Iran to Modernize Civil Aviation with Boeing Deal

Following the historical nuclear agreement between Iran and the United States, sanctions that had been placed on Iran look like they’re easing up. In the last six months, many bans and sanctions have been lifted, allowing Iran to once again join the world market.

Formerly a country on the forefront of modernization in terms of technology, politics, and culture, Iran had fallen behind during the sanction regime. Now, the country is looking to get back on its feet, and back to its former glory.

Due to the sanctions, Iran has a woefully inadequate civil aviation industry. Already having settled a 27 billion dollar deal with the European company Airbus, and adding 118 aircrafts to its fleet, the country is looking to bolster its civil fleet by purchasing jets in a multi-billion dollar deal with American aircraft manufacturer Boeing.

Iran is seeking 400 aircrafts, including the ones already obtained through Airbus, to fully modernize its fleet and have a thriving civil aviation industry again.

The deal will be announced shortly, according to Iranian media sources, by Iran’s minister of roads and urban development, Abbas Akhoundi.

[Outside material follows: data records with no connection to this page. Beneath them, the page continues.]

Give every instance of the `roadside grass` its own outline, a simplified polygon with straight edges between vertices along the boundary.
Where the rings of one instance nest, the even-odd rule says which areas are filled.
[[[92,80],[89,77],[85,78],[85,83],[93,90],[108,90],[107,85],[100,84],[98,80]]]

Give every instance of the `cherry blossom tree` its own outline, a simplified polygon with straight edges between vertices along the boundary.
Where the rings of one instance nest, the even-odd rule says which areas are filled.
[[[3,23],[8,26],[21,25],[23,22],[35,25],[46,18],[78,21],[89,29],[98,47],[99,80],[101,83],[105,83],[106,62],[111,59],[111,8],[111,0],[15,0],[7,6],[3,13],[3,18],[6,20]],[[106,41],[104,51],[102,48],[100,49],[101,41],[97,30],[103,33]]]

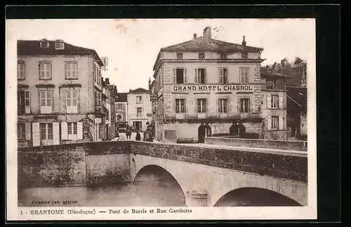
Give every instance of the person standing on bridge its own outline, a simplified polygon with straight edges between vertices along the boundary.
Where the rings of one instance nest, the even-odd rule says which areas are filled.
[[[136,136],[135,136],[135,141],[140,141],[141,140],[141,136],[140,134],[139,133],[139,131],[136,131]]]

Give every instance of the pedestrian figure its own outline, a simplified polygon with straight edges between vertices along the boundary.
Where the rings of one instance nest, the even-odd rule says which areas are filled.
[[[141,136],[140,134],[139,133],[139,131],[136,131],[136,136],[135,136],[135,141],[140,141],[141,140]]]

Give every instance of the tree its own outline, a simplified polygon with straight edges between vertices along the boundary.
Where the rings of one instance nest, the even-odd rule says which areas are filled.
[[[295,62],[293,63],[293,65],[295,67],[300,67],[301,63],[303,62],[303,60],[300,58],[299,57],[295,58]]]

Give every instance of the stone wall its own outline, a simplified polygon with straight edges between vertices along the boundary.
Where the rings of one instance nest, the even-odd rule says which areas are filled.
[[[229,146],[307,151],[307,141],[206,137],[205,143]]]

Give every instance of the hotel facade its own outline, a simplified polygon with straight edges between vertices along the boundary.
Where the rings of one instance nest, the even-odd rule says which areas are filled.
[[[18,146],[105,139],[102,65],[62,40],[18,41]]]
[[[286,139],[284,75],[261,74],[261,48],[203,37],[162,48],[151,91],[155,139],[204,142],[221,134]]]

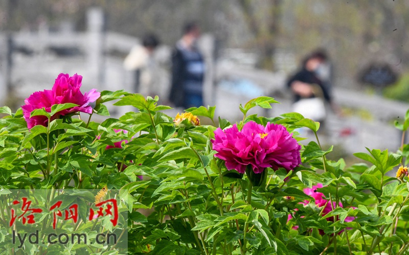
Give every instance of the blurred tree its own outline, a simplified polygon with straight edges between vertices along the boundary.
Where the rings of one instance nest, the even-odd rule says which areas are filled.
[[[281,0],[239,0],[238,3],[254,37],[252,44],[260,52],[260,67],[272,70],[273,54],[281,20]]]

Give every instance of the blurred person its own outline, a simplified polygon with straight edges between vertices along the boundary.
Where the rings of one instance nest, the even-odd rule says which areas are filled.
[[[313,52],[305,59],[301,69],[292,76],[287,84],[294,95],[293,111],[315,121],[323,122],[326,118],[325,101],[335,112],[339,113],[330,94],[329,79],[326,79],[320,72],[327,61],[324,52]]]
[[[176,107],[188,108],[203,105],[204,62],[196,43],[200,30],[195,21],[185,24],[183,35],[172,55],[169,100]]]
[[[160,44],[159,39],[153,34],[147,34],[142,38],[142,45],[136,45],[131,50],[124,61],[125,69],[134,72],[134,92],[146,97],[160,99],[167,97],[163,82],[162,70],[154,58],[155,51]]]

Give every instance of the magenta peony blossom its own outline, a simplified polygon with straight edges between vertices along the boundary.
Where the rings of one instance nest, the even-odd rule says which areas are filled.
[[[47,126],[48,119],[45,116],[34,116],[30,118],[32,111],[44,108],[48,112],[51,112],[51,106],[55,104],[72,103],[78,105],[69,109],[63,110],[56,113],[51,120],[57,119],[72,112],[80,111],[92,113],[93,109],[88,105],[89,103],[95,102],[99,98],[100,93],[93,89],[83,95],[80,91],[82,76],[77,74],[70,77],[68,74],[60,74],[51,90],[34,92],[25,100],[22,105],[24,118],[27,122],[27,127],[31,129],[37,125]]]
[[[246,123],[241,131],[234,124],[230,128],[214,131],[212,140],[216,156],[225,161],[229,170],[244,173],[251,165],[256,173],[265,168],[275,170],[284,168],[292,170],[301,164],[301,146],[284,126],[267,123],[265,127],[254,121]]]
[[[128,133],[128,131],[126,130],[124,130],[123,129],[113,129],[113,131],[115,131],[116,133],[119,133],[120,132],[122,132],[124,134]],[[125,143],[126,144],[128,143],[127,140],[121,140],[119,142],[117,142],[113,143],[113,146],[112,145],[107,145],[105,150],[107,150],[108,149],[111,149],[112,148],[118,148],[119,149],[122,149],[122,142],[125,141]]]
[[[119,133],[120,132],[122,132],[124,134],[128,133],[128,131],[127,130],[124,130],[123,129],[113,129],[113,131],[115,131],[115,132],[117,133]],[[101,138],[101,136],[97,136],[97,138],[98,138],[98,139],[100,139]],[[105,147],[105,150],[108,150],[109,149],[112,149],[113,148],[117,148],[118,149],[122,149],[122,142],[124,142],[124,141],[125,141],[125,144],[127,144],[127,143],[128,143],[128,142],[129,142],[128,140],[121,140],[121,141],[120,141],[119,142],[115,142],[115,143],[113,143],[113,146],[112,146],[112,145],[107,145],[106,147]],[[133,163],[132,160],[130,160],[130,162],[131,163]],[[139,164],[139,165],[140,166],[141,164]],[[122,168],[121,168],[121,165],[122,165]],[[118,170],[119,170],[120,172],[123,172],[126,169],[126,168],[128,167],[128,166],[127,166],[126,165],[125,165],[124,164],[121,164],[121,163],[118,163]],[[143,179],[143,176],[142,175],[137,175],[137,177],[138,177],[138,178],[139,178],[139,179],[140,179],[141,180]]]
[[[304,189],[304,192],[308,196],[312,197],[314,198],[315,202],[315,205],[318,207],[322,207],[322,206],[325,206],[325,207],[321,208],[322,210],[323,213],[322,216],[325,216],[327,214],[328,214],[329,212],[332,211],[333,208],[335,208],[335,205],[336,204],[335,202],[332,202],[332,206],[331,205],[331,201],[325,199],[324,198],[324,194],[321,192],[319,192],[316,191],[317,189],[320,189],[323,188],[323,184],[322,183],[317,183],[316,186],[312,186],[311,188],[307,188]],[[303,202],[301,202],[300,203],[303,204],[304,205],[306,205],[308,204],[309,201],[308,200],[305,200]],[[339,202],[338,204],[338,206],[344,207],[344,206],[342,204],[342,203]],[[356,207],[352,207],[352,208],[355,208]],[[297,209],[295,211],[298,211]],[[287,218],[287,221],[288,222],[290,220],[292,219],[292,216],[291,214],[288,214],[288,217]],[[330,217],[327,218],[327,220],[328,221],[334,221],[334,217]],[[348,216],[345,218],[344,221],[346,222],[349,222],[351,221],[353,221],[355,219],[355,218],[353,216]],[[294,229],[297,229],[298,228],[298,226],[295,226],[293,227]],[[320,229],[320,233],[322,231]],[[341,231],[342,232],[342,231]],[[341,233],[340,232],[340,233]],[[322,235],[324,234],[324,232],[323,231]]]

The deal is not set in stone, however, as there are certain factors that may derail it.

The Boeing-Iran deal could be historic

The Boeing deal, if it goes through will be historic for several reasons. Firstly, if the deal goes through, it will be the first time since the Islamic Revolution in 1979 that an American civil aircraft would be flying over Iran.

Secondly, the deal, if it were to go through, would be the biggest deal in terms of monetary value that Iran will participate in after the lifting of the sanctions around six months ago. Both the Iranian government and Boeing officials remain closemouthed about the deal, cognizant of its many pitfalls.

Ban on the use of dollars in trade, and Republicans, may derail the deal

Of the different problems that this deal could be faced with, perhaps the most significant issue is that sanctions still ban the use of dollars in trade in any deal that Iran might engineer. Without the access to this valuable currency, negotiations with an American company can become very difficult to pull off easily.

More opposition can also be expected from those who opposed the nuclear agreement that prompted the lifting of the sanctions in the first place—Republican lawmakers and other conservatives in power might choose to steamroll this deal.